I don't know how to talk to her about it and I probably won't because by the time I might see her, it will be months from now. And then how would I bring it up?

As I think about this tragedy, I contemplate my future in medicine. I know that someday, one day, not too far in the future, I will be the doctor giving the news of a loved one's death. I don't think I will ever be able to do so without crying.

Last month, I stood by as my attending physician broke the news to family after family. Working in an ICU, this is an incredibly common occurance. I teared up each time.

It will be worse in Pediatrics. Far worse. And when I think of it, I dread having children of my own, to spare myself the potential heartache. Because no matter what stage you lose a child in, you have lost a child and a parent should never have to bury their child.

But we can't think like this. If we thought this way with everything, would we ever truly live?

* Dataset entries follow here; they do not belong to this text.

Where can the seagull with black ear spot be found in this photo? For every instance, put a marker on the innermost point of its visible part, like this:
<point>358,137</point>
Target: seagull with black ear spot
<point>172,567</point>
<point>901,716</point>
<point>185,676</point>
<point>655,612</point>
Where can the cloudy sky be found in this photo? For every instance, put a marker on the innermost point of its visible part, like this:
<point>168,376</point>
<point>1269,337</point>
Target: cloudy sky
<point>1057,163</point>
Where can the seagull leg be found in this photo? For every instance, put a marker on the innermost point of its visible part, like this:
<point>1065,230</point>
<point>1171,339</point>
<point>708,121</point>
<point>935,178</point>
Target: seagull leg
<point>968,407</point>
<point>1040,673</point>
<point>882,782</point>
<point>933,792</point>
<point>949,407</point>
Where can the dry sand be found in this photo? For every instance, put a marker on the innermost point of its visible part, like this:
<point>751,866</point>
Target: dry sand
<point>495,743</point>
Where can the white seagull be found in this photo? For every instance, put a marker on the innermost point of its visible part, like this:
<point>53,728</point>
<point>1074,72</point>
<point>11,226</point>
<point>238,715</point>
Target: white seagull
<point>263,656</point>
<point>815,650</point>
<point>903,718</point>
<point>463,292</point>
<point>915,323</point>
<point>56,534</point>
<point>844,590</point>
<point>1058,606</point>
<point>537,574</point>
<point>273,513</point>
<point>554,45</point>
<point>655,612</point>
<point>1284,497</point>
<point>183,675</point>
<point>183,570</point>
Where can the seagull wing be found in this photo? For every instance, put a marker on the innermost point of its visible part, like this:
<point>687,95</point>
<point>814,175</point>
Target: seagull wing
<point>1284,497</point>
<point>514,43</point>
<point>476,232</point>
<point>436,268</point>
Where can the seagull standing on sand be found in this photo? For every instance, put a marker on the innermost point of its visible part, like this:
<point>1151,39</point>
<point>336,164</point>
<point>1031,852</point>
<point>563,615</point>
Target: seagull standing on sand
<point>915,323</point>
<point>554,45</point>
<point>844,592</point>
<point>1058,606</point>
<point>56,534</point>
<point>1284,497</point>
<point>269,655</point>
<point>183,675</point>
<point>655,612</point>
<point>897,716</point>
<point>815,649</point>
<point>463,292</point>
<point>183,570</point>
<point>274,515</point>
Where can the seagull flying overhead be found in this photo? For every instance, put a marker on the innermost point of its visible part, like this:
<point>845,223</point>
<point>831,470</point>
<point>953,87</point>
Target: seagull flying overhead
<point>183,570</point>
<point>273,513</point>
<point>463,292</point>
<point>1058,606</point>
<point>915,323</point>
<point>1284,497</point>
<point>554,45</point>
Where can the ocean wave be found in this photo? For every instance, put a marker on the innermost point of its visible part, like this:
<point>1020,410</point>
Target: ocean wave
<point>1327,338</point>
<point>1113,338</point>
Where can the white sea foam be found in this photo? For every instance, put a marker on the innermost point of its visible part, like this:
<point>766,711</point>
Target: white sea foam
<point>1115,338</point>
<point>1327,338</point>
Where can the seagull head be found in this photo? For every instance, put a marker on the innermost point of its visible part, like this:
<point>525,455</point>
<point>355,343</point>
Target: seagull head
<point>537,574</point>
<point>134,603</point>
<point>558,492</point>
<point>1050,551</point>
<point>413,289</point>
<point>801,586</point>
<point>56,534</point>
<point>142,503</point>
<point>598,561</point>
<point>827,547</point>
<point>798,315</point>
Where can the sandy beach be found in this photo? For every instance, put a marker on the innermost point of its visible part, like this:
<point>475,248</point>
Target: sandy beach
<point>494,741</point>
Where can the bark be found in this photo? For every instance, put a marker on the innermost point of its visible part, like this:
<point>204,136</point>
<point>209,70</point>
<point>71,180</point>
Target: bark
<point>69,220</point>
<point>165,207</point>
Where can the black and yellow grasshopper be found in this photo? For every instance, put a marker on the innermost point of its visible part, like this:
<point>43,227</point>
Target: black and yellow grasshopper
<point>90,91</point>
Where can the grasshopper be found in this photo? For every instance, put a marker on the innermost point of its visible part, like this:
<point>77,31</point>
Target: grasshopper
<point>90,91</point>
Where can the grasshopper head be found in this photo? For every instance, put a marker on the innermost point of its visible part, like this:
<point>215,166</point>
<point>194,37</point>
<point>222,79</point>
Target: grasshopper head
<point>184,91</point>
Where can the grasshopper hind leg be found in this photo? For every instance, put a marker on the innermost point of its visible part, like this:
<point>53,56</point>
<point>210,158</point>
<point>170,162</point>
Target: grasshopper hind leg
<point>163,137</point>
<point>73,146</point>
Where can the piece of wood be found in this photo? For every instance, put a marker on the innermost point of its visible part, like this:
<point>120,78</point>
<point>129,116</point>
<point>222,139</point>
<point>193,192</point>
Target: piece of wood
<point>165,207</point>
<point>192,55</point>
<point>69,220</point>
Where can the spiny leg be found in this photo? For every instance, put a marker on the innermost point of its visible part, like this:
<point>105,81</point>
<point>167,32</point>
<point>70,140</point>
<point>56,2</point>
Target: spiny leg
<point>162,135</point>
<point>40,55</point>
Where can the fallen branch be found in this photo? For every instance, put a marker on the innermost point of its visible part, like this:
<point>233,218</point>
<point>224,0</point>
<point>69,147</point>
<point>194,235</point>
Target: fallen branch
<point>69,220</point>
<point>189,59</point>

We have to take those chances in life in order to experience life.

We have to push past the doubts that plague every decision and live. We have to live.


Padded Cell Princess said...

I heard about this yesterday. Heartbreak doesn't even come close to describing what losing a child must be like. My prayers are with her family.
When you are a Paediatrician and have to give news like this, I think it would be perfectly fine to cry. I think I would find appreciation for my doctor if they did. My mom had a great friend that worked at a funeral home. She often sat and cried with her clients all the time. I know it meant a lot to her and most of all, the clients.

Emily McEntire said...

My best friend from high school had a daughter who died after 4 days because she was born with kidney failure. I cried for hours after hearing the news from her. I think that the only thing that I can find comfort in (especially after having a traumatic miscarriage) is that God knew it would be better for the baby to go to Heaven so soon. As sad as we are here and as much as we miss them and grieve for them; knowing and believing that they are in a better place is the only thing we can hope to find solace in. I would encourage you to send her a note, even a brief one. Knowing that you aren't going through things alone is a great encouragement.